Mintzy's Broken Ankle Becomes Barstool's Bit of the Summer

By Vinnie the Gooch·2 min read
Mintzy's Broken Ankle Becomes Barstool's Bit of the Summer

Ben Mintz rolled onto The Yak in a wheelchair with a real broken ankle, and the internet decided he was faking it — so he had to defend himself on…

Ben Mintz showed up to The Yak this week the way nobody wants to show up to work: wheeled in, leg propped up, crutches nearby. It should have been a simple sympathy moment. Instead it turned into a full-blown Barstool bit, complete with its own hashtag, #MintzyStrong, and a chorus of coworkers openly clowning him for looking like he was faking the whole thing.

Mintzy getting wheeled across the gym set under the GET CHARGED UP banner, crutches guy in tow.

via @VivaLaStool

The skepticism wasn't subtle. Watching a grown man get pushed through the Barstool facility in a wheelchair is inherently funny, and the cast leaned all the way in. On set, the hosts started firing off comparisons the second he rolled out — Nick wondering why he "looks vaguely 14," Big Cat going with the fat kid from Billy Madison, KB just landing on "Detweiler." None of it was cruel exactly, but it made clear nobody at the table was taking the injury at face value.

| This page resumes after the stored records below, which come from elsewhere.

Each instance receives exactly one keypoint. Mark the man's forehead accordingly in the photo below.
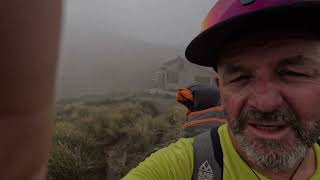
(294, 47)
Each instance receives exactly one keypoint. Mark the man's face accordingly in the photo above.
(271, 92)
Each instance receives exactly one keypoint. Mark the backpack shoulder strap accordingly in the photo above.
(208, 156)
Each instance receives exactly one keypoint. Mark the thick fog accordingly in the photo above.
(111, 45)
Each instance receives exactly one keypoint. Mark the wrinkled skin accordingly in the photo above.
(274, 81)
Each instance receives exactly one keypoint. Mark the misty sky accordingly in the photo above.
(116, 44)
(168, 22)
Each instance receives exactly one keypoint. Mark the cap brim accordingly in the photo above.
(303, 16)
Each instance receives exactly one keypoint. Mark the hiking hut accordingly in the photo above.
(179, 72)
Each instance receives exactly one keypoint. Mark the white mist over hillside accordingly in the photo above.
(109, 45)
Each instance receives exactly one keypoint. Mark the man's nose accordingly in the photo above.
(265, 97)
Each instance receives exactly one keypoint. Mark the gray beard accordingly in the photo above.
(273, 154)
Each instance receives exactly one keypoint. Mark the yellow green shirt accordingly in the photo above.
(175, 162)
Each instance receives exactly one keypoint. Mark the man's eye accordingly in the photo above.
(292, 73)
(240, 79)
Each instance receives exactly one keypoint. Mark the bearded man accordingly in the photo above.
(267, 57)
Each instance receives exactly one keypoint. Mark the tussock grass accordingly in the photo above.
(87, 133)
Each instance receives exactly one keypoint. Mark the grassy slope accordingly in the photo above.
(95, 139)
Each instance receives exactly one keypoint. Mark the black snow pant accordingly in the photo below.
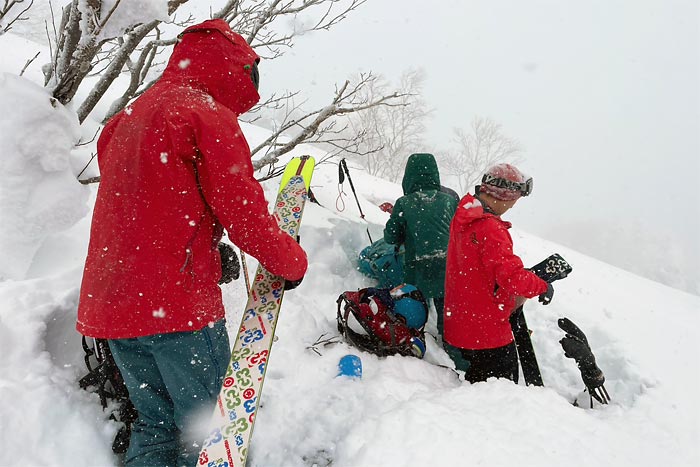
(501, 362)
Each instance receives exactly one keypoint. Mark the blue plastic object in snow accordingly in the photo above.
(351, 366)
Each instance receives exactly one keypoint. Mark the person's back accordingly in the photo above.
(421, 221)
(485, 280)
(176, 172)
(171, 164)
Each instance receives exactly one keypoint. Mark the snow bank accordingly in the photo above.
(39, 194)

The Yak cast riffing on Mintzy's appearance as he's wheeled off the court.

via @VivaLaStool

Mintz didn't love being doubted, and he said so directly on the show. "I'm not faking anything," he told his co-hosts, hand over his face, clearly exhausted by the pile-on. It's the kind of defensive-but-still-funny moment that makes for good podcast television — a guy trying to be taken seriously about a real injury while three grown men in a room full of hats and a giant U.S. map treat him like he's running a con.

Mintzy pushing back on the doubters mid-podcast: "I'm not faking anything."

via @VivaLaStool

Eventually the show settled the debate, at least officially. The Yak posted footage of the actual injury moment with the caption that it's "not for the faint of heart," pairing it with the #MintzyStrong tag that's now become the umbrella for the whole saga. Whatever happened to that ankle, the show is treating it as legit enough to build a recurring bit around, complete with in-house medical-chair check-ins and a since-lifted "treadmill ban" for Mintz that the cast is framing as a small mercy from Big Cat.

The Yak's own footage of the ankle injury, tagged #MintzyStrong.

via @BarstoolYak

The rest of the Barstool ecosystem piled on fast. Clip accounts started running the wheelchair footage next to unrelated stock clips of guys on crutches, treating Mintz's injury like a meme template rather than news. Even Dave Portnoy got in on it, of all people, repurposing a line he'd written about WNBA commissioner Cathy Engelbert — "a rising tide floats all boats," haters can go find another job — and applying it wholesale to Mintzy, which tells you the office has fully decided this guy is must-protect content right now regardless of how the ankle actually happened.

Viva La Stool declaring the haters in shambles now that the broken ankle is confirmed.

via @VivaLaStool

None of this resolves the actual question that kicked the whole thing off — how a guy breaks his ankle badly enough to need a wheelchair and crutches, but somehow still looks fine enough on camera that his own coworkers won't stop making jokes about it. That tension is exactly why it's working as a bit. Until Mintz is walking around the office unassisted, expect #MintzyStrong to keep showing up in the group chat, and expect the cast to keep needling him about it every time he rolls back onto set.